2 As noted above, this provision of the Act permits recovery of costs to be incurred for future care as well, although such costs must be shown to be “reasonably necessary.” Section 15(a)(1)(A)(iii)(I)–(II). The meaning of the phrase “reasonably necessary” is somewhat imprecise, as I have recognized in other cases. Barone v. Sec’y of Health & Hum. Servs., No. 11-707V, 2016 WL 3577540 (Fed. CL. Spec. Mstr. May 12, 2016). But it encompasses the idea that additional care aimed at maximizing an injured party’s overall well-being (no matter how personally deserving the individual may be) is not in keeping with the scope of damages envisioned by the Program.
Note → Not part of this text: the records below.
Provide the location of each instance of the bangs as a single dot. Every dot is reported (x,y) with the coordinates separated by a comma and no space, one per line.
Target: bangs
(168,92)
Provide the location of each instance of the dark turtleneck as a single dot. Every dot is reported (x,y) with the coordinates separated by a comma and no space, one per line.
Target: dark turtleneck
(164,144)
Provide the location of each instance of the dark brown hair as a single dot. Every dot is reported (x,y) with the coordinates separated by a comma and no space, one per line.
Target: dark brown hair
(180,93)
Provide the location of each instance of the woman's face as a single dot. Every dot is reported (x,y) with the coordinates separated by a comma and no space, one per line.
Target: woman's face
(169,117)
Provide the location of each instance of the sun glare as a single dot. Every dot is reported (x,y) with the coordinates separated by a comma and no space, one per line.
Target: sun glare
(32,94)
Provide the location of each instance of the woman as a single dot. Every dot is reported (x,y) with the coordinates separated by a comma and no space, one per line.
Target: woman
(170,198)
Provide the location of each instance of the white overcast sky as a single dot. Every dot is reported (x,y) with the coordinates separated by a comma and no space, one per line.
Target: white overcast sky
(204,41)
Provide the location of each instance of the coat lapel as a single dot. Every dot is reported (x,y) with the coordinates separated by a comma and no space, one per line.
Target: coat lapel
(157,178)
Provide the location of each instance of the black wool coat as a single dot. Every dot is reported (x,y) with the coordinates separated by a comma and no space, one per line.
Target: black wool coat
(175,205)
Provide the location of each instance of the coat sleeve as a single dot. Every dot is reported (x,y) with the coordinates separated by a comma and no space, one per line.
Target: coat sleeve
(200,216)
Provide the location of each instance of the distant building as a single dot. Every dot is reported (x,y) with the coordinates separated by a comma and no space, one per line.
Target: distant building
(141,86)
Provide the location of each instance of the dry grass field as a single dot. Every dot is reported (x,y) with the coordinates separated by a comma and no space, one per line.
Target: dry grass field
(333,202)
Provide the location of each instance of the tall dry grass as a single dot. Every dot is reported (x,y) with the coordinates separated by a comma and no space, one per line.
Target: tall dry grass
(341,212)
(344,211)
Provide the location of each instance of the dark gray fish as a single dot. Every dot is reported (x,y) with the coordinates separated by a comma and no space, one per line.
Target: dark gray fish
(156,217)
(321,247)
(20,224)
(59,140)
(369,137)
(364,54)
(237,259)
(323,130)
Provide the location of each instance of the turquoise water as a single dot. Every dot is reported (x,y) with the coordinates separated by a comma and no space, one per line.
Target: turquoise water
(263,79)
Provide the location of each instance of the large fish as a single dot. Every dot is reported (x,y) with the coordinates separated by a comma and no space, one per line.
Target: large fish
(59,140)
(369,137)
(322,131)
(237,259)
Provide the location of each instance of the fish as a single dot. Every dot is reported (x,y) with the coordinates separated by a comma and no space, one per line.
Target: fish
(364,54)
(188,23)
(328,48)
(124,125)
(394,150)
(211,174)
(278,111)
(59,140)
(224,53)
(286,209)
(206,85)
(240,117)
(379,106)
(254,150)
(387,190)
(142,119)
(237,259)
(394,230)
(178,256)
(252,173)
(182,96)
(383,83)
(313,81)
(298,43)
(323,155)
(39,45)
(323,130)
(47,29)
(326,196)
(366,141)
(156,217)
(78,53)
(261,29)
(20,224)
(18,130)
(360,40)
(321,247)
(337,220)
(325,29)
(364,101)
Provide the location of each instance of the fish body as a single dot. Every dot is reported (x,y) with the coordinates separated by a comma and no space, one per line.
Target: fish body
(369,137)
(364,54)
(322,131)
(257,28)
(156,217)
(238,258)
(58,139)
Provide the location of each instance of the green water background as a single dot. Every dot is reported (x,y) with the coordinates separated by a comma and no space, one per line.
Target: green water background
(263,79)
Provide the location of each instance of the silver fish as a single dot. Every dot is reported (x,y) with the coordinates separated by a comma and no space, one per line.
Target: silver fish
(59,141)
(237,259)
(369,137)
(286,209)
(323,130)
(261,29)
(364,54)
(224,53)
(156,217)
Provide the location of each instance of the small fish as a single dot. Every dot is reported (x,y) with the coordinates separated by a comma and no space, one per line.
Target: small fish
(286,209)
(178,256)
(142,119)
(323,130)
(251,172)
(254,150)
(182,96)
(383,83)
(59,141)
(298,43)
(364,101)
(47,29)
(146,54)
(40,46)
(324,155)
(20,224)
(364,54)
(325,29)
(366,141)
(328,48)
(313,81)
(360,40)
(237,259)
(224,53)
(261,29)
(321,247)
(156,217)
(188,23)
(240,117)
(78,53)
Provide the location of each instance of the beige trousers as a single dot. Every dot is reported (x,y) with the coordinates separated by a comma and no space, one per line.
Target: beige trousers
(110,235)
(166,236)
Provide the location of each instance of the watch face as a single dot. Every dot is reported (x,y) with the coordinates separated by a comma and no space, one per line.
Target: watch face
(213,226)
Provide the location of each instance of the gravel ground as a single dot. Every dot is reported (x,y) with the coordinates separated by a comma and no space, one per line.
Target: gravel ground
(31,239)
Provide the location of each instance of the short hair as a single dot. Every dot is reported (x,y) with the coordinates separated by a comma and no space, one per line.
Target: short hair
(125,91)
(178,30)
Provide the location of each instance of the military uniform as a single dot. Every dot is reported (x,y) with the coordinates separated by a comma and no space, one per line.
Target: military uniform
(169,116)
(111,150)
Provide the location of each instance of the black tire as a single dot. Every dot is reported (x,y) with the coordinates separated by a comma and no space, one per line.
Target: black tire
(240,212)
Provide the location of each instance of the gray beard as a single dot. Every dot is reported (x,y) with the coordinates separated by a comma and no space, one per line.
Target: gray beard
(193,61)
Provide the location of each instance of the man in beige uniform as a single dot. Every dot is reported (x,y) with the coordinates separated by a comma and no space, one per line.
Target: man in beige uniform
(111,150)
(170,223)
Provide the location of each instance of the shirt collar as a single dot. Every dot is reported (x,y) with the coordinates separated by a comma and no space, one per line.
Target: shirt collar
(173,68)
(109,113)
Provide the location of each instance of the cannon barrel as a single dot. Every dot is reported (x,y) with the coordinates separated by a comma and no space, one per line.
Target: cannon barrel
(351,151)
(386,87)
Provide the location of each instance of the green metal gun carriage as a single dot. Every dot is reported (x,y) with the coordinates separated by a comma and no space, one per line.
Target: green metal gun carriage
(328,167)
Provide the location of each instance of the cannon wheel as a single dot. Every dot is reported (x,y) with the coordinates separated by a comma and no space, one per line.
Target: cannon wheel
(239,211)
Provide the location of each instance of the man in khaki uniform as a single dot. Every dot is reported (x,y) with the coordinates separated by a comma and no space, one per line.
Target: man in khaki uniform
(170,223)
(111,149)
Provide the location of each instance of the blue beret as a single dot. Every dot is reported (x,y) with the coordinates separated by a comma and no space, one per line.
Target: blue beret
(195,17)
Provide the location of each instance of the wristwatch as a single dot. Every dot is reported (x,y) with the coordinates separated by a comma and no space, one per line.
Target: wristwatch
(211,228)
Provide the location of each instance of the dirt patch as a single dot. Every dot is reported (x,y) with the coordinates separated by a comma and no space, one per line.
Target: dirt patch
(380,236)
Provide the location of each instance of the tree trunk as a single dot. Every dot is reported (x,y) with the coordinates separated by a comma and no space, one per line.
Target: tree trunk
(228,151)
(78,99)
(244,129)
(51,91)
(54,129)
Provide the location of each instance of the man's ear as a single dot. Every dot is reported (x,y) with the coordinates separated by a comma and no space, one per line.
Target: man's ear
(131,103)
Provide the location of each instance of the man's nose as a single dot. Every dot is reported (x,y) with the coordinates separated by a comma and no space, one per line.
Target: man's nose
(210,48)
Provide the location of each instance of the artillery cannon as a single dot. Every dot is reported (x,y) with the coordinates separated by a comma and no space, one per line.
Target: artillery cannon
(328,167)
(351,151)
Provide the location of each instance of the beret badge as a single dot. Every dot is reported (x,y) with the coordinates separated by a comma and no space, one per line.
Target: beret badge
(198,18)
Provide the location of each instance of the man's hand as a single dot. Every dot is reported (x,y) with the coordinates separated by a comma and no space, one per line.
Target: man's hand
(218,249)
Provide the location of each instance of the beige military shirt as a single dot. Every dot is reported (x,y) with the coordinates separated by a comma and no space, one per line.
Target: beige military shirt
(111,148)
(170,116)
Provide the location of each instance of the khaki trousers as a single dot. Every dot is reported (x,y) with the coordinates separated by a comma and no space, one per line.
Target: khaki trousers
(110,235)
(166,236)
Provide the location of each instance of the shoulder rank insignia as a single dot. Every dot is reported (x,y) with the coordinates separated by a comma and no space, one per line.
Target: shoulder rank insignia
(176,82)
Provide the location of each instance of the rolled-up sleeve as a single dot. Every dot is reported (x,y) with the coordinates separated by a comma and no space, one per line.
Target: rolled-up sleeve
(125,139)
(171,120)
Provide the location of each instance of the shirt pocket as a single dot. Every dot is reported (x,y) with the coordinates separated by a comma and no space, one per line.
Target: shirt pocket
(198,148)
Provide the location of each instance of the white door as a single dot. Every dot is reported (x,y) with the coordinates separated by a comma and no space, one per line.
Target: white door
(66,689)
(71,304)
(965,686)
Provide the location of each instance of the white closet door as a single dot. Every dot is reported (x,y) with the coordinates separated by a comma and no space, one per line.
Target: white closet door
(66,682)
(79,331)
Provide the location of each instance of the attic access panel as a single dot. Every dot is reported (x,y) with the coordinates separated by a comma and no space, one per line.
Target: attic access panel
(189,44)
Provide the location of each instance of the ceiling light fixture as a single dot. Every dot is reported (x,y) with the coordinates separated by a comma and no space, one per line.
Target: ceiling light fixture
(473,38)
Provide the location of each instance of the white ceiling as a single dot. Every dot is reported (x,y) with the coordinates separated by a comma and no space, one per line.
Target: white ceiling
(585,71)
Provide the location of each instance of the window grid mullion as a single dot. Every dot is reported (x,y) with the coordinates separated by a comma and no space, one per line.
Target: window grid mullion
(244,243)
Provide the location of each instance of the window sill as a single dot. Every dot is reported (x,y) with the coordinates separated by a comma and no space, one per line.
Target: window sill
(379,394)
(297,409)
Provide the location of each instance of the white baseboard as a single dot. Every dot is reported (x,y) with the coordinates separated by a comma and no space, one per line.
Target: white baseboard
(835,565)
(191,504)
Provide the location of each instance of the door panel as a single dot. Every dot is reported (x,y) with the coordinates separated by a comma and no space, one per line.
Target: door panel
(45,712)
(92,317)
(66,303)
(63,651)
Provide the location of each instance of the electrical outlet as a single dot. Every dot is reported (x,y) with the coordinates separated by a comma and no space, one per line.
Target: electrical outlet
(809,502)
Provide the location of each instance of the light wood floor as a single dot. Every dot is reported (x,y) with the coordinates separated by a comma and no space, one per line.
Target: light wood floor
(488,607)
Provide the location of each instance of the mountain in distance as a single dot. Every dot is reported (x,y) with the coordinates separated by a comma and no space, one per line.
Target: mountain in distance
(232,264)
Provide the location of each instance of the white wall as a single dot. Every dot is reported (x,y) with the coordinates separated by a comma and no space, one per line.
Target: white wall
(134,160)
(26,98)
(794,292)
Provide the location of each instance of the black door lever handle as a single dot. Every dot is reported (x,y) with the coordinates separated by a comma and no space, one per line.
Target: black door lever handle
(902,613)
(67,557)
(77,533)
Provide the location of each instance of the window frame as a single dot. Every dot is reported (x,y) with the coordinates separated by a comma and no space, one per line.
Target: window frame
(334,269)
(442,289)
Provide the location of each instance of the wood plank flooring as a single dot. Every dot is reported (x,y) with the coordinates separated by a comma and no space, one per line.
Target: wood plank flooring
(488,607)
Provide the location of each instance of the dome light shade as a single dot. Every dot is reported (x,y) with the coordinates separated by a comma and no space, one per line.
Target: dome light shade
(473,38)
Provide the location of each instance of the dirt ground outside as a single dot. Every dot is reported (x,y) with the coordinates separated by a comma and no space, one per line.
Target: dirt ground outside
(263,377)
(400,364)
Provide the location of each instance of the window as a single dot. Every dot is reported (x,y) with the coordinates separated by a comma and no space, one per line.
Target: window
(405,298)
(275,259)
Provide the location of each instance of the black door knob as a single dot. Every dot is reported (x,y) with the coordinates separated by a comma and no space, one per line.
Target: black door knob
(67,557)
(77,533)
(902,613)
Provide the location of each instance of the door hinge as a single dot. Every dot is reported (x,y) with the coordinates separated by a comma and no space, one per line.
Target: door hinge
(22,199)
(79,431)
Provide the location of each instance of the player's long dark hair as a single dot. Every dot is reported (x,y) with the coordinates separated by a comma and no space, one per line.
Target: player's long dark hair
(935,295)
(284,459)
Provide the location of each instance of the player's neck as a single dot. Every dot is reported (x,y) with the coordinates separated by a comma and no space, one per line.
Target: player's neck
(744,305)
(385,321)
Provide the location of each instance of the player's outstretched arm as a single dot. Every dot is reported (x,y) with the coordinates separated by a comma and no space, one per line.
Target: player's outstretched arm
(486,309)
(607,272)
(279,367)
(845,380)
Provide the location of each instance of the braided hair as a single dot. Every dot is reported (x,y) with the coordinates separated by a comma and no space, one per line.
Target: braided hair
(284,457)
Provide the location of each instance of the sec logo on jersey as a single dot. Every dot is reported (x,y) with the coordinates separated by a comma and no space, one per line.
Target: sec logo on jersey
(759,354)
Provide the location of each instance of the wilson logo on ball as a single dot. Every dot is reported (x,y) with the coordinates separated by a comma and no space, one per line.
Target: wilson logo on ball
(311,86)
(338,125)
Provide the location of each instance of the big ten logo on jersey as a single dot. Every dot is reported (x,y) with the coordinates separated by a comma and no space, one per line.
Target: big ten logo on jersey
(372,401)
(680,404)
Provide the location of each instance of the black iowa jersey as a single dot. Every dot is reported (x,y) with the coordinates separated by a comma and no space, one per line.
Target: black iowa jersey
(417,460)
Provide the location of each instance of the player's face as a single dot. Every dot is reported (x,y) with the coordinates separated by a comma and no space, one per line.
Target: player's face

I.D. v. Sec’y of Health & Human Servs., No. 04-1593V, 2013 WL 2448135, at *6 (Fed. Cl. Spec. Mstr. Apr. 19, 2013) (defining “reasonably necessary” to mean “that which is required to meet the basic needs of the injured person . . . but short of that which may be required to optimize the injured person’s quality of life”); see also Bedell v. Sec’y of Health & Hum. Servs., No. 90- 765V, 1992 WL 266285 (Cl. Ct. Spec. Mstr. Sept. 18, 1992) (defining the term to mean more than merely barely adequate, but less than the most optimal imaginable). And it goes almost without saying that such costs must also pertain to care associated with the alleged injury or its sequalae. Medical care a petitioner might receive, even if needed, that is not aimed at treatment of the vaccine injury at issue, or related to it, is not a reasonably necessary future care component.

B. Pain and Suffering

The Act caps pain and suffering awards at $250,000.00. Section 15(a)(4). There is no mathematic formula for assigning a monetary value to a person’s pain and suffering and emotional distress. I.D. v. Sec’y of Health & Human Servs., No. 04-1593V, 2013 WL 2448125, at *9 (Fed. Cl. Spec. Mstr. May 14, 2013) (“[a]wards for emotional distress are inherently subjective and cannot be determined by using a mathematical formula”); Stansfield v. Sec’y of Health & Human Servs., No. 93-0172V, 1996 WL 300594, at *3 (Fed. Cl. Spec. Mstr. May 22, 1996) (“the assessment of pain and suffering is inherently a subjective evaluation”). Factors to be considered when determining an award for pain and suffering include: 1) awareness of the injury; 2) severity of the injury; and 3) duration of the suffering. I.D., 2013 WL 2448125, at *9 (quoting McAllister v. Sec’y of Health & Human Servs., No 91-1037V, 1993 WL 777030, at *3 (Fed. Cl. Spec. Mstr. Mar. 26, 1993), vacated and remanded on other grounds, 70 F.3d 1240 (Fed. Cir. 1995)).

I may also consider prior pain and suffering awards to aid my resolution of the appropriate amount of compensation for pain and suffering in this case. See, e.g., Doe 34 v.